June 17, 2024

Linear Programming 101 for Data Scientists

Linear Programming 101 for Data ScientistsLinear Programming 101 for Data Scientists
Images from Wikipedia



For those more familiar with the subject, you probably know that the origins of linear programming began roughly around the mid-1950s, and a mathematician by the name of George Dantzig was involved. If that was your guess, you’d be right for the most part, but we all know that attributing credit for many (if not all) scientific and mathematical discoveries is not that simple — there is often more than one individual that contributed to the development of an area of research, and that is certainly the case for linear programming. Initial progress was made in parallel by two mathematicians working independently in the mid-1900s, and credit was therefore certainly due to more than one person.

Without getting into the history too much, let’s try to get a rough sense of the timeline of key advances in linear programming. The first idea for linear programming branched out of Leonid Kantorovich’s intent to reduce costs for his own army while increasing those of his enemy army. His efforts took place during World War 2 in 1939 but was neglected by the USSR at the time. Meanwhile, T.C. Koopmans had a similar idea as Kantorovich but was working on it independently and it was tailored to his own economic applications. A few years later, in 1941, Frank Lauren Hitchcock began working on similar ideas which, again, were tailored to his own transportation problems, but he developed a solution similar to what is now famously known as the simplex method. To cut it short, all three men were on the right track, but by the time the discovery merited a Nobel Prize in Economics, Hitchcock had died, and so Kantorovich and Koopmans took the credit.

Between 1946 and 1947, George B. Dantzig developed an algorithm for the Simplex Method that efficiently tackled linear programming problems in most cases — this was an incredible achievement. Shortly thereafter, Dantzig introduced the theory of duality in linear programming to John Von Neumann, who had been developing a theory of games, and was astonished to find that Dantzig had made progress in an unsolved problem in linear programming. This was very exciting. (Good Will Hunting, anyone? Dantzig’s achievement was actually the inspiration for the storyline in that movie!).

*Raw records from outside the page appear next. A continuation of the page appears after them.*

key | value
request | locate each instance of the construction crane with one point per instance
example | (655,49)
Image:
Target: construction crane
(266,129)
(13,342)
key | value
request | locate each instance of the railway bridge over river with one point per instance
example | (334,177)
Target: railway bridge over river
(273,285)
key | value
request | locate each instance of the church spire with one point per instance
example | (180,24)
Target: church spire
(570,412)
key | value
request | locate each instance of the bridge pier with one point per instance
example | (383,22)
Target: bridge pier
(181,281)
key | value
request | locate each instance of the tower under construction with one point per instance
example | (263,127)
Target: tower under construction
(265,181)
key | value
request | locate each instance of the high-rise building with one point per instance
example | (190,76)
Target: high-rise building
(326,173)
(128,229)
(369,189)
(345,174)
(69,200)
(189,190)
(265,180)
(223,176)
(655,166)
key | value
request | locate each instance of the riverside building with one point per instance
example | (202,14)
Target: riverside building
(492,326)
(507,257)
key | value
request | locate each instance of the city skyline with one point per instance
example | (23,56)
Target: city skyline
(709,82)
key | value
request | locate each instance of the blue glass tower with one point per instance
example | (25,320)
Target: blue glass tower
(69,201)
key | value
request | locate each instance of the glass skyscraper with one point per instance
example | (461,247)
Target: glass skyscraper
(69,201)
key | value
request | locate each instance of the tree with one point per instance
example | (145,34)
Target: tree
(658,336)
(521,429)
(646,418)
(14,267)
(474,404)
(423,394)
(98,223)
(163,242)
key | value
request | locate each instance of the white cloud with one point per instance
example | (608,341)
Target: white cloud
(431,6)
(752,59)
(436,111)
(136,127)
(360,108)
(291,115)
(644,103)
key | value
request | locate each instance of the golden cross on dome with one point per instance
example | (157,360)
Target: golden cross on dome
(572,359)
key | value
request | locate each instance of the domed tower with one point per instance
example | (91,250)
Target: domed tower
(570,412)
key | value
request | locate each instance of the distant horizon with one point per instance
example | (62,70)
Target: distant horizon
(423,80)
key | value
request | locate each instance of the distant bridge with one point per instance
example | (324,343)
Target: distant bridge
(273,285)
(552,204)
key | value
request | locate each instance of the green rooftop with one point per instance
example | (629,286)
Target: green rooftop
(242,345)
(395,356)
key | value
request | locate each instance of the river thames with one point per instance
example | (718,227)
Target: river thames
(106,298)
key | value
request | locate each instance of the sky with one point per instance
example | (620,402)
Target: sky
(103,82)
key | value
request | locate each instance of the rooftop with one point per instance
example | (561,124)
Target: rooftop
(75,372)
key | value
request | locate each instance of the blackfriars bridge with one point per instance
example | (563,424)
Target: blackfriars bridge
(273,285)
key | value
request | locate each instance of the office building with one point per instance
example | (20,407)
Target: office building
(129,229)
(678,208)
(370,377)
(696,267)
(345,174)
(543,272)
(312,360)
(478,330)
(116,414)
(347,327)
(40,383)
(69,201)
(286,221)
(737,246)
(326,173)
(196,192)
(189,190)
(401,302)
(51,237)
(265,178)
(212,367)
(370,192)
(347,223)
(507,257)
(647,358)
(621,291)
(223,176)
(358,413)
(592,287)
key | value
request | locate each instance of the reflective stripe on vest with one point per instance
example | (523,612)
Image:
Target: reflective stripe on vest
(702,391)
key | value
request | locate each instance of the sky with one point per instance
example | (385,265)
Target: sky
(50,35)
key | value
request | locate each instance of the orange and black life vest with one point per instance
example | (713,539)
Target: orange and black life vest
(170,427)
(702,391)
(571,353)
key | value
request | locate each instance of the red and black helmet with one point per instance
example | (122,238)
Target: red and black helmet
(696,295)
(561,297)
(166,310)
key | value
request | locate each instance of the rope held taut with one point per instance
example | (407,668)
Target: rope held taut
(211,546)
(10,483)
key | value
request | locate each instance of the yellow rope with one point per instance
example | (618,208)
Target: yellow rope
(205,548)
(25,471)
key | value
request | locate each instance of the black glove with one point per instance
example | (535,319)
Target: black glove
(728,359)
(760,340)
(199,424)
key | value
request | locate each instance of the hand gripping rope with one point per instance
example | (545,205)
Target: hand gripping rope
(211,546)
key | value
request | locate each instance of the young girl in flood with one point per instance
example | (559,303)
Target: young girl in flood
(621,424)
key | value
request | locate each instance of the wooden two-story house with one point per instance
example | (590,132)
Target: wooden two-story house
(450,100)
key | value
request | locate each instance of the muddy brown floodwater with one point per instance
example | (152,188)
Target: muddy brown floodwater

Linear Programming 101 for Data Scientists
Good Will Hunting (Source)


Those areas are now well-studied and used heavily in important real-life applications. Post-WW2, Dantzig’s work has been applied to daily planning applications in many industries, and mathematicians soon made progress in making linear programming solvable in polynomial time. That was some background on its origins (and you can read all about it here, for example), but for now, let us briefly get into more recent advances.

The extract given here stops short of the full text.